The Mistake That's Leading To Soggy Baked Fries

There are many perks to making a batch of homemade fries in the oven rather than deep-frying them in oil. The technique is not only thought to be healthier, but it also creates less of a mess, with no pot full of oil to deal with after cooking. No matter how they're cooked, the key to delicious fries is to make sure they're crispy — which can take a little more effort if they're baked rather than fried. Many home cooks have unfortunately pulled out a baking sheet of soggy spuds from the oven. There are many mistakes that can inhibit proper crisping, and one of the sneakiest setbacks is putting the sliced potatoes in the oven while they're still wet.

If you wash potatoes and don't give them enough time to dry, the excess moisture on their surfaces will lead to the fries steaming rather than browning and crisping. Many fry recipes will also call for soaking the cut potatoes in water to remove extra starches, which can help you get the crispiest fries possible.
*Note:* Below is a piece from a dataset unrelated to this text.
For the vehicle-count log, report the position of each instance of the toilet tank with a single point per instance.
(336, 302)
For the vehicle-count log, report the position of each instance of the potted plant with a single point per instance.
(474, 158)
However, this hack will fail you if you don't dry the fries as thoroughly before cooking them. 

To avoid this mistake, pat your raw fries dry before letting them sit between clean cloths or paper towels, then season and bake them in the oven. Don't hesitate to swap the towels out after a few minutes if they become soggy, to ensure your sliced spuds are as dry as possible.

More tips for avoiding soggy baked fries

Once your potatoes are dry, you might think that baking perfectly crisp fries is effortless — but think again. There are still other mistakes that can lead to soggy fries out of the oven. For starters, don't forget to preheat your oven properly while you wait for the fries to dry. You also want to toss the sliced potatoes in enough oil for them to crisp up, but not so much that they turn greasy and limp. Use about one tablespoon of olive oil for every large potato that you'll be baking. It's best to toss the potatoes with the oil in a bag or bowl rather than drizzling it on top of them, to ensure that each fry is fully coated.

Even your seasonings can help create a crunchier outer crust. A blend of salt and spices like black pepper, paprika, onion and garlic powders will cling to the fries and help create a thicker, crispier outer layer. You can also add some potato starch or cornstarch to the blend to make the outer layer crunchier. 

Lastly, once the potatoes are sliced, dried, oiled, seasoned, and ready to go, don't overcrowd the baking sheet, which can lead to limp and undercooked fries. Give each fry its own space, baking in batches if you have to. Make sure to line the baking sheet with parchment paper, so the fries don't get stuck to the metal, leaving the crunchy parts on the pan rather than on your plate.